Wednesday, February 8, 2012

Upcoming Animated Films - My Thoughts (Part 7)


Part seven, all about two November releases from Disney and DreamWorks. These two projects have a ton of potential, which is why I’m dissecting them rather than having a spot for two more upcoming animated features.


Me and My Shadow
Distributor: To be announced
Studio: DreamWorks Animation SKG
Release Date: November 8, 2013
  • What’s this? DreamWorks doing a hand-drawn animated film? Actually, this film is a hybrid of both hand-drawn animation and computer animation. This combo could prove to be groundbreaking. Disney is trying their hardest to bring back hand-drawn animation, but they keep killing it with terrible marketing and their lack of confidence. The Princess and the Frog could’ve been a Pixar-sized blockbuster if they didn’t throw it into an arena that contained a James Cameron 3D epic, an action-packed blockbuster and a sequel to a children’s film based on old cartoon characters. Me and My Shadow has so much potential. If the film is a How to Train Your Dragon-sized success, both at the box office and with the critics, then DreamWorks can help bring back hand-drawn animation. There’s so much potential in this project, it’s just exciting. The film is also being directed by Mark Dindal, who directed Disney’s wonderful irreverant comedy The Emperor’s New Groove and Warner Bros.’ Cats Don’t Dance, and Disney’s first fully computer animated film Chicken Little. (His only weak film, but we can thank executives for that debacle) Writers of Coraline, The Lord of the Rings trilogy and Ren & Stimpy are handling the project. Pixar did a fine job combining hand-drawn animation and computer animation with their brilliant short film Day & Night, this should be an extension of that while also trying several other new things. This is shaping up to be one of DreamWorks’ most ambitious projects to date, shall it follow the route How to Train Your Dragon and the Kung Fu Panda films took.

Frozen
Distributor: Walt Disney Pictures
Studio: Walt Disney Animation Studios
Release Date: November 27, 2013
  • For many years, Disney always wanted to adapt Hans Christian Andersen’s The Snow Queen, but it was always on and off at the studio. For a while, it seemed like it would be Disney’s 2012 animated release after Winnie the Pooh, but it disappeared yet again. Now it’s back, and it’s slated for a fall 2013 release, but with the title Frozen. Apparently Disney is taking the Tangled route with the title, since they blindly assume that young boys will avoid a “girly princess movie”. Disney should NOT be aiming for young boys, or young girls. Like Walt himself, they should aim for mature adults while also appealing to the younger set. Walt Disney’s films were blockbusters because of this, but modern Disney has catered only to kids in the last ten years or so, alienating their fans and true audiences: Everyone.
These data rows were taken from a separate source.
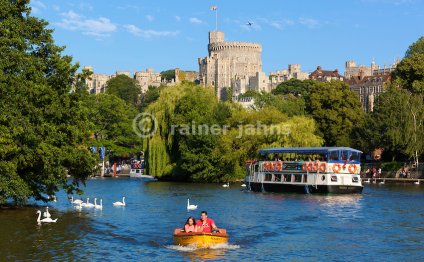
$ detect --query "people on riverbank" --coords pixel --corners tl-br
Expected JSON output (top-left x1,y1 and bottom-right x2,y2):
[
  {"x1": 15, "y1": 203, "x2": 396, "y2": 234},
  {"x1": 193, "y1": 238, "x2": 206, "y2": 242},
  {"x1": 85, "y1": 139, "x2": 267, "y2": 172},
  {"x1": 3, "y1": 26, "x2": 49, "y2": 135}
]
[{"x1": 196, "y1": 211, "x2": 219, "y2": 233}]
The title shouldn’t mean a thing, but it’s just another marketing move from the studio. In order for Frozen to succeed, it needs to be ambitious. It can’t just be another safe attempt to recreate the Disney Renaissance, it needs to be something completely different. Who Framed Roger Rabbit and The Little Mermaid, the two films that made the Renaissance happen, were something new and not an attempt to recreate something from the past. The Princess and the Frog was like a hybrid between a pre-1960s Walt Disney film and the Disney Renaissance films, while Tangled was more of a sweet, fun, irreverant comedy. Bolt had a good story, but it was a bit restrained. Winnie the Pooh, while it was brilliant, was simply Winnie the Pooh, nothing new. This isn’t intended as a slam on those films, they're all very good and an improvement over what we've seen in the last ten years. I believe those four films are an indication that Disney is getting back to their roots. With the rather risky Wreck-It Ralph debuting this fall, Frozen should be something different and not the same thing we’d come to expect from the Mouse House.